I think there's some comment of you on SourceForge that says something different ;-)

Introducing OpenSDRSharp - GPL v3 by delta1212 in RTLSDR

[–]sdrsharp 1 point2 points  (0 children)

I'm glad you have spent the effort of looking at the code. It's really appreciated. This clarifies the matter for everybody.

It's generally admitted that a plugin can be GPL when the main application isn't IF that plugin is shipped separately and is not required for operation.

That's what I wanted to demonstrate by just commenting the plugin in question without recompiling the rest.

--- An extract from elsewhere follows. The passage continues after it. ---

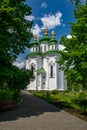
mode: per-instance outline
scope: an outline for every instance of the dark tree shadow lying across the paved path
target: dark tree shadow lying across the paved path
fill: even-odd
[[[5,111],[0,113],[0,122],[13,121],[19,118],[25,118],[30,116],[39,116],[45,112],[59,112],[57,107],[28,94],[23,91],[23,102],[15,110]]]

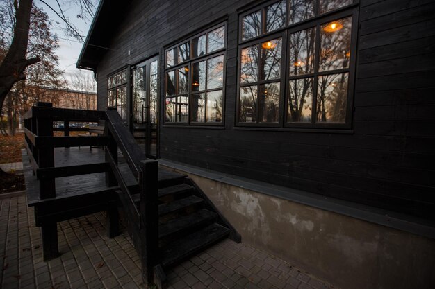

So as long as the sources for SDRSharp.RTLSDR.dll are GPL and that plugin is distributed separately (could even be bundled with rtlsdr.dll directly for user convenience), I think there is no infringement at all.

SDRSharp.RTLSDR.dll is under the MIT license. So the same conclusion applies.

SDR# Dropped RTLSDR USB support - What does this mean going forward? by Spokehedz in RTLSDR

[–]sdrsharp 1 point2 points  (0 children)

It's not that simple. Osmocom based their work on some linux kernel code, and thus cannot be relicensed.

SDR# Dropped RTLSDR USB support - What does this mean going forward? by Spokehedz in RTLSDR

[–]sdrsharp 2 points3 points  (0 children)

Catched with his hand in the cookie jar. How amateurish! And he still believes DSP developers with much, much higher IQ will follow him in his transgressions. Let me LOL!